Well, Valérie Trierweiler—she kept her husband’s name when she threw him out, a sordid story of relations turned sour with her own family, a matter of money I believe—first lady of France since her François’s great victory (by more than a million votes) over the vulgarian Sarkozy—and I speak to you as a man of the right, monsieur—she did what women did in the days of Louis XIV: She attacked her rival! Came right out and slapped her, in the modern way, of course. She sent a tweet saying what a pity this woman might win in La Rochelle—this Ségolène Royal, endorsed by the Socialist party high command and Hollande himself—while her opponent, a good man, deserved to win.
How did François take it? Well, in what he passed off as a casual remark, he said it would be so nice to have Ségolène as president of the assembly; it would bring back memories of their youth, when Mitterrand was king, I mean president, and all the world was theirs to reinvent. Now it scarcely matters, for Ségolène is history. She lost and retired to Poitou.
And in our republic, of course, there is no first lady or first girlfriend. In fact, in the thousand years of the French monarchy, no woman held formal power. Yet our new president’s mistress goes beyond what Madame de Montespan ever would have dared! Alas, poor France! For this we elect an Assembly committed to gender equality, multiculturalism, fraternity, solidarity, socialism?
Still, to be fair, give them a chance. Valérie has her taxpayer-provided office in the Elysée Palace, with her taxpayer-paid research staff, and she can go right on being a journalist, and maybe we will not hear from her for a while, and the president can concentrate on the euro and Greece.
Well, the Socialists will do what they can, if the Germans let them. In a way, it is a good thing the right lost, monsieur, because frankly, the right, in its present state, could use some time in the tank. Mind you, they will regret being so hard on Sarkozy. He may have been an impulsive neurotic who wore platform shoes to try to keep up with his wife (and everyone else), but he understood this (and I say it as a Frenchman): The Germans have a point. If they pay for all those other countries, what do you think will happen? Stimulus? Growth? You will kiss growth goodbye forever, because the Germans will wreck their own locomotive, the only one that has a shot at pulling us out of this mess.
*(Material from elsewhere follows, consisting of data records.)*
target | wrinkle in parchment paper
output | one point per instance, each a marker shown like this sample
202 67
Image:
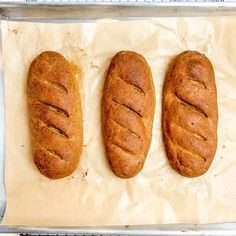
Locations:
92 195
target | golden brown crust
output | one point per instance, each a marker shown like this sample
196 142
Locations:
190 114
55 115
127 113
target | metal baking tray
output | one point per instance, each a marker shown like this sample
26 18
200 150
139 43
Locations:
80 10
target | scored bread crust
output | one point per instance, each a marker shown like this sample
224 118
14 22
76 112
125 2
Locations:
190 114
127 113
55 115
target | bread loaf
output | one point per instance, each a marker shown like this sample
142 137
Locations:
127 113
55 115
189 118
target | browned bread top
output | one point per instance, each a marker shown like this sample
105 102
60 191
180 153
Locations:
127 113
190 114
55 115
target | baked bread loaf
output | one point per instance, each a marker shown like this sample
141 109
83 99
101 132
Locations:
127 113
55 115
190 116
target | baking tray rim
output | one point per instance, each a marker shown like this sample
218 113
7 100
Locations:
157 229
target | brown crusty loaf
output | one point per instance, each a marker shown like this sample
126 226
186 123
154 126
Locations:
127 113
190 115
55 115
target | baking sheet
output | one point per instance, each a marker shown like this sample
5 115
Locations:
93 195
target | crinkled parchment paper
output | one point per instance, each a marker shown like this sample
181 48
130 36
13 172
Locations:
92 195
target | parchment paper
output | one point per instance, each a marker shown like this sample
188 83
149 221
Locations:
92 195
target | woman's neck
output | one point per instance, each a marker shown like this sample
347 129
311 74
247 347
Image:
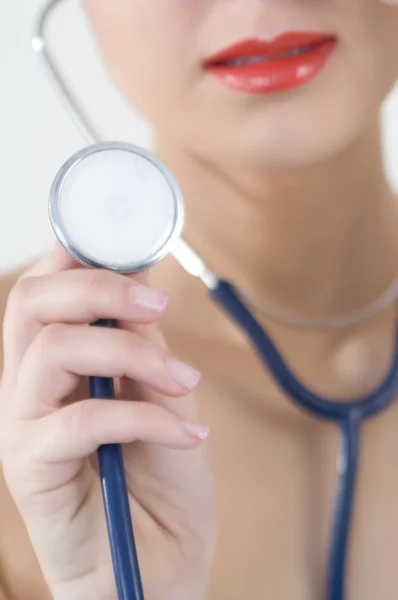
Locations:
318 242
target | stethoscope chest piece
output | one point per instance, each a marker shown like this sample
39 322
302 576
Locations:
116 206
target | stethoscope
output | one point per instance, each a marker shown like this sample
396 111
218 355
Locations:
116 206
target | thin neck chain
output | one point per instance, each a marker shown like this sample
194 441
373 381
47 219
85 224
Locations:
338 322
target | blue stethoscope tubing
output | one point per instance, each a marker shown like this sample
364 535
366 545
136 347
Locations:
348 417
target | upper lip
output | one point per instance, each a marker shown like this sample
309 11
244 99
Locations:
256 47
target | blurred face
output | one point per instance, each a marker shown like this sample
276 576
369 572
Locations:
274 98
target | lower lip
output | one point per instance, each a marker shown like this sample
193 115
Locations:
275 75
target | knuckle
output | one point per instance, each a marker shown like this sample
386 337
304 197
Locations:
151 356
93 282
48 338
78 417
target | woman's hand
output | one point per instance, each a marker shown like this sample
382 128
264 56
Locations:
50 430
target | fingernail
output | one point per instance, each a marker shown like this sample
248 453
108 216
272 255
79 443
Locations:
183 374
196 430
148 298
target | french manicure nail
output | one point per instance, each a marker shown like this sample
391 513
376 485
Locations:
183 374
196 430
148 298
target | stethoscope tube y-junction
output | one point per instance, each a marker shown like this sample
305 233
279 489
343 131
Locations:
347 416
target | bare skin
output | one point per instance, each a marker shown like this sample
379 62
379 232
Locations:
315 240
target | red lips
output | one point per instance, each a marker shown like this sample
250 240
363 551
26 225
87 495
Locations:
259 67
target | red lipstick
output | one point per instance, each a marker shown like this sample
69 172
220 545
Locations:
258 67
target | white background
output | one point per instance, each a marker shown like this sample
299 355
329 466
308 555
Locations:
36 136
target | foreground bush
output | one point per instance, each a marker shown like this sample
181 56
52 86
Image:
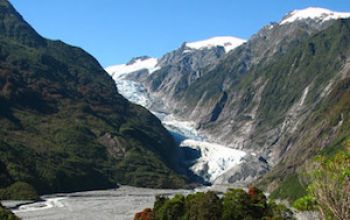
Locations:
235 204
329 186
5 214
19 191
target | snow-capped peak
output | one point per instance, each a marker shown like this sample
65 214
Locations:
229 43
320 14
136 64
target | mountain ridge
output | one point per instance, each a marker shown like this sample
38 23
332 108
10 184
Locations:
65 127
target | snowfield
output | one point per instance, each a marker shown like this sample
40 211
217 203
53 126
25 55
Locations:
149 64
320 14
215 159
229 43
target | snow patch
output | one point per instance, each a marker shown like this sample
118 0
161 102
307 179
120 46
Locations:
149 64
229 43
320 14
215 159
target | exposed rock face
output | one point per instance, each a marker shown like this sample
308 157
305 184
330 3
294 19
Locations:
260 97
64 126
179 69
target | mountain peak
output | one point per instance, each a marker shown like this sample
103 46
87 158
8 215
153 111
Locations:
138 59
15 27
319 14
228 42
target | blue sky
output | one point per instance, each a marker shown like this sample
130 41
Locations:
116 30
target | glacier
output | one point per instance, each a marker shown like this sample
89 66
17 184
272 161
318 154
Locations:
214 159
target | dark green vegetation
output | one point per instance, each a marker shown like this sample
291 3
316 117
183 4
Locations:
328 125
328 186
64 127
297 100
6 214
234 204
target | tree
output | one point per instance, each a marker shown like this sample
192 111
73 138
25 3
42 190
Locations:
330 185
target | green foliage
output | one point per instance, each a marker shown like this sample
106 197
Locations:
235 204
290 189
64 127
19 191
306 203
278 212
329 184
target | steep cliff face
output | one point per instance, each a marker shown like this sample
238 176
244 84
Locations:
273 104
265 96
258 93
65 127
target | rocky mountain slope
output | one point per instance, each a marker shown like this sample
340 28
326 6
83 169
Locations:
282 95
65 127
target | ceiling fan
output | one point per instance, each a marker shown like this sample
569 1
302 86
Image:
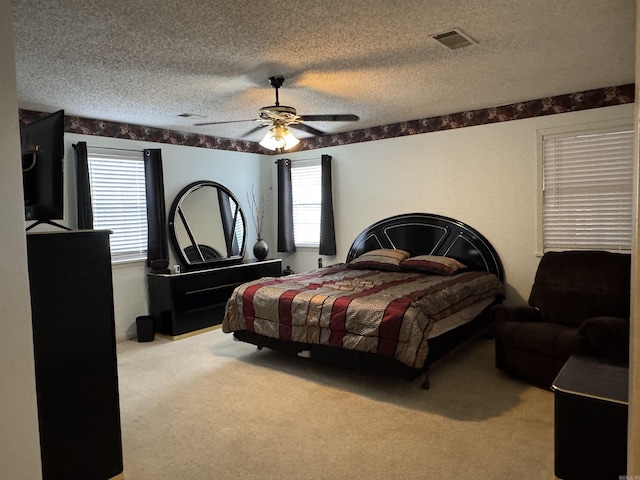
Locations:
281 117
And President Hollande knows it. Of course, he could not say so out loud during the campaign, because he would have been attacked on his left by that Trotskyist goon Jean-Luc Melenchon, with his Communist troops. True, they traded insults anyway. The Socialists called Mélenchon a rich boy playing red, while he called Hollande a stooge to the banks. Mélenchon got slaughtered, along with Marine Le Pen of the far right. Hollande and his boys pulled out all the stops to block her, but her National Front won’t go away. She will be watching the president’s every move and screaming that France is going to the dogs—and to the Arabs and the Africans who keep pouring in. But that’s another story.
No, Hollande is a shrewd fox. He said he was normal compared with that wild man we had, and look at how he lives and plays his cards. He said he would find the money to pay for more teachers and free hospitals and no doubt take care of our foreign affairs. Not that foreign policy came up during the campaign—except the Greeks and the Germans, of course—too embarrassing, and anyway no one talks about foreign policy in France except the president. It is his domain. Untouchable. Like his arrangements with les femmes.
Roger Kaplan is a frequent contributor.